A suicide bombing breaches the peace of a Jerusalem night in August and is then followed by weeks of retaliatory strikes aimed at Palestinian targets. It is yet another episode in the back-and-forth violence that typifies this region's intractable conflict and the intergenerational hatreds it produces. Whether the current effort to follow a roadmap to peace will yield an end to the fighting is uncertain. But one thing is clear: the trauma this war inflicts on individuals continues, and its emotional and psychological consequences will affect both Israelis and Palestinians for years to come regardless of what happens politically or diplomatically.

As a result, despite the decades of hostility, there are still things to learn from the Israeli-Palestinian conflict. The consequences of violence, experts say, will affect how these people are able to get along if at all even if a truce evolves and the national interests of all parties are met.

"National trauma is something that has to be defined," Avraham Bleich, M.D., told Psychiatric Times. Bleich is chair of psychiatry at the Tel Aviv University Sackler School of Medicine and chair of the professional steering committee of NATAL-the Israel Trauma Center for Victims of Terror and War. "One of my primary goals is to define this issue."

Over the next several months, he said, researchers will work on polling the country's population to determine "what the public is thinking about national trauma." In addition, a multidisciplinary meeting is planned for early next year that will bring together experts who will consider national trauma from psychological, sociological, philosophical and medical perspectives.

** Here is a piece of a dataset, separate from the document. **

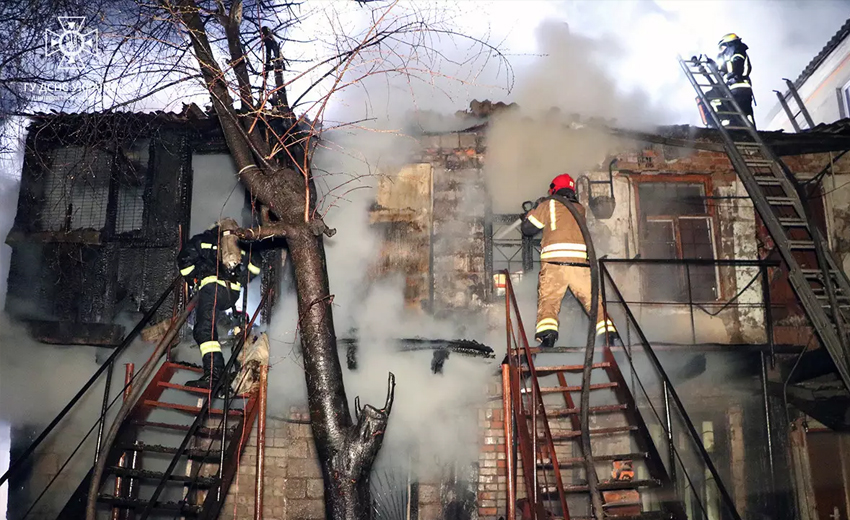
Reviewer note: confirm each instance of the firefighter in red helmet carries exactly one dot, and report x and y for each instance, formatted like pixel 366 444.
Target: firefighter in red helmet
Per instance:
pixel 563 261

That there is an impact capable of scientific measurement, however, is already apparent. Bleich and two of his collegues published an article in JAMA that measured mental health symptoms and coping mechanisms following exposure to terrorism based on a national telephone sampling (2003;290[5]:612-620). According to Bleich, this is the first study to consider the effects on a nation of prolonged exposure to trauma resulting from terrorism.

Although approximately half the respondents reported direct exposure to terrorism either personally or via a friend or relative, some two-thirds of the participants felt their lives or the lives of loved ones were at risk. The study reported that people experienced an array of stress-related symptoms from trauma, with approximately one-third of them reporting at least one symptom persisting over a month. Although not clinically evaluated for posttraumatic stress disorder, 9.4% of the respondents reported symptoms sufficient to warrant the diagnosis.

Behind those findings, however, Bleich said there is hope. "In spite of individual, social and national damage being done to each side there is a very, very great will to look to the future and to try to empathize with the other side's trauma and to use the trauma as a bridge rather than as a bleeding wall," Bleich said. "The hope for a peaceful, mutual future is a stronger healing force than the scars of the situation. Of course, there will be scars and there will be people preferring to adhere to the wounds and the scars, but hope for a better future is much stronger in my point of view."